The letters are a joy, loving and slightly absurd and polished and precise like all of Nabokov's prose. The first letter, which finds him having difficulty convincing several different South Carolinians who are waiting to meet a visiting Russian professor that he is that man, reads like a deleted scene from Pnin, all gentle misunderstanding and comedy. But the most wonderfully Nabokovian letter, the one that really makes it hard not to conclude that he somehow lived in a slightly different, stranger dimension and just sent back dispatches, is one mailed from Springfield, Illinois on November 7, 1942:
At the station in Springfield I was met . . . by the club secretary, a creepily silent melancholic of somewhat clerical cast with a small stock of automatic questions, which he quickly exhausted. He is an elderly bachelor, and his profession consists of doing secretarial work for several Springfield clubs. He livened up and flashed his eyes one single time--got awfully nervous, having noticed that the flagpole by the Lincoln mausoleum had been replaced by a new, taller one. It turned out that his hobby--or, rather, the passion of his life--is flagpoles.
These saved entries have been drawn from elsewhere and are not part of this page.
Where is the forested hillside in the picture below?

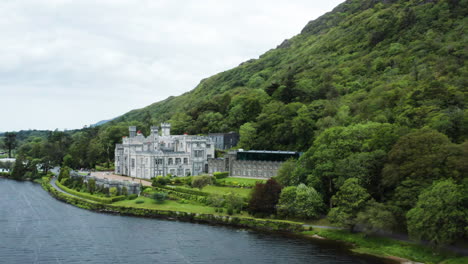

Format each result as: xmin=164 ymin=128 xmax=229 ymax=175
xmin=11 ymin=0 xmax=467 ymax=248
xmin=111 ymin=0 xmax=467 ymax=149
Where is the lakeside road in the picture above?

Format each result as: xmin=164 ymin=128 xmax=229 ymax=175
xmin=90 ymin=171 xmax=152 ymax=186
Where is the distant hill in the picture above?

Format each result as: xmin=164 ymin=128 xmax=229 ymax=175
xmin=90 ymin=118 xmax=114 ymax=127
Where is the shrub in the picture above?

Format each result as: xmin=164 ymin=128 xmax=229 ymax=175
xmin=191 ymin=175 xmax=213 ymax=189
xmin=127 ymin=194 xmax=138 ymax=200
xmin=121 ymin=187 xmax=128 ymax=196
xmin=152 ymin=192 xmax=168 ymax=204
xmin=213 ymin=172 xmax=229 ymax=179
xmin=109 ymin=187 xmax=118 ymax=197
xmin=227 ymin=207 xmax=234 ymax=215
xmin=135 ymin=200 xmax=145 ymax=204
xmin=152 ymin=175 xmax=168 ymax=186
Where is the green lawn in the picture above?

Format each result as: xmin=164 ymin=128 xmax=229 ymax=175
xmin=113 ymin=197 xmax=248 ymax=216
xmin=202 ymin=185 xmax=252 ymax=198
xmin=217 ymin=177 xmax=266 ymax=187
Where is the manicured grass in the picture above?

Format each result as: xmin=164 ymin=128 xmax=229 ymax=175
xmin=217 ymin=177 xmax=266 ymax=187
xmin=175 ymin=184 xmax=252 ymax=198
xmin=113 ymin=197 xmax=248 ymax=216
xmin=303 ymin=228 xmax=461 ymax=264
xmin=202 ymin=185 xmax=252 ymax=198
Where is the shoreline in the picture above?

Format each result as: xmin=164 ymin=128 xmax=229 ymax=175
xmin=36 ymin=177 xmax=423 ymax=264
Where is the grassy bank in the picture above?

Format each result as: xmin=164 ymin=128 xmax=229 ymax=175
xmin=40 ymin=177 xmax=304 ymax=233
xmin=303 ymin=229 xmax=467 ymax=264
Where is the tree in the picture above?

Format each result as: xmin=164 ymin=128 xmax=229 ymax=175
xmin=62 ymin=154 xmax=74 ymax=168
xmin=406 ymin=180 xmax=467 ymax=247
xmin=294 ymin=184 xmax=324 ymax=219
xmin=10 ymin=155 xmax=27 ymax=180
xmin=278 ymin=184 xmax=324 ymax=219
xmin=328 ymin=178 xmax=371 ymax=230
xmin=301 ymin=122 xmax=402 ymax=207
xmin=57 ymin=166 xmax=70 ymax=182
xmin=247 ymin=178 xmax=282 ymax=217
xmin=238 ymin=122 xmax=257 ymax=150
xmin=87 ymin=178 xmax=96 ymax=194
xmin=3 ymin=132 xmax=17 ymax=158
xmin=277 ymin=186 xmax=297 ymax=217
xmin=275 ymin=158 xmax=300 ymax=186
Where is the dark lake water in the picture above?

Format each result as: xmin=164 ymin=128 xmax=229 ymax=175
xmin=0 ymin=178 xmax=386 ymax=264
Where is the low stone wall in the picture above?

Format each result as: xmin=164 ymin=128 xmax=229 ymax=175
xmin=42 ymin=177 xmax=304 ymax=233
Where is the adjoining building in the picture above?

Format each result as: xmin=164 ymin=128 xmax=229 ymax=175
xmin=208 ymin=150 xmax=301 ymax=179
xmin=208 ymin=132 xmax=239 ymax=150
xmin=115 ymin=123 xmax=215 ymax=179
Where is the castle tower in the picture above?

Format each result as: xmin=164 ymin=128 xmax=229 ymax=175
xmin=150 ymin=126 xmax=159 ymax=135
xmin=161 ymin=123 xmax=171 ymax=136
xmin=129 ymin=126 xmax=137 ymax=138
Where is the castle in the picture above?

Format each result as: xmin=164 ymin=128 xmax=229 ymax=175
xmin=115 ymin=123 xmax=215 ymax=179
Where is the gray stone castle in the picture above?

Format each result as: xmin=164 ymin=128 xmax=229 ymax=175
xmin=115 ymin=123 xmax=215 ymax=179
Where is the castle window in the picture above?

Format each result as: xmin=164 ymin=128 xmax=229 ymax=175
xmin=183 ymin=158 xmax=188 ymax=164
xmin=168 ymin=158 xmax=173 ymax=165
xmin=131 ymin=159 xmax=135 ymax=169
xmin=175 ymin=158 xmax=181 ymax=165
xmin=194 ymin=150 xmax=203 ymax=158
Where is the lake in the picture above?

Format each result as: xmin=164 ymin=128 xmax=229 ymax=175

He sighed with relief when a watchman gave him the exact information--seventy feet--because the pole in his own garden is still ten feet taller.The occasional treat like this would be enough on its own to make a New Yorker subscription worthwhile; as far as I'm concerned, everything good the magazine publishes for the rest of the year now is gravy.
Yes, I read that one too...it certainly was a treat! I'm glad I'm not the only one who thought so.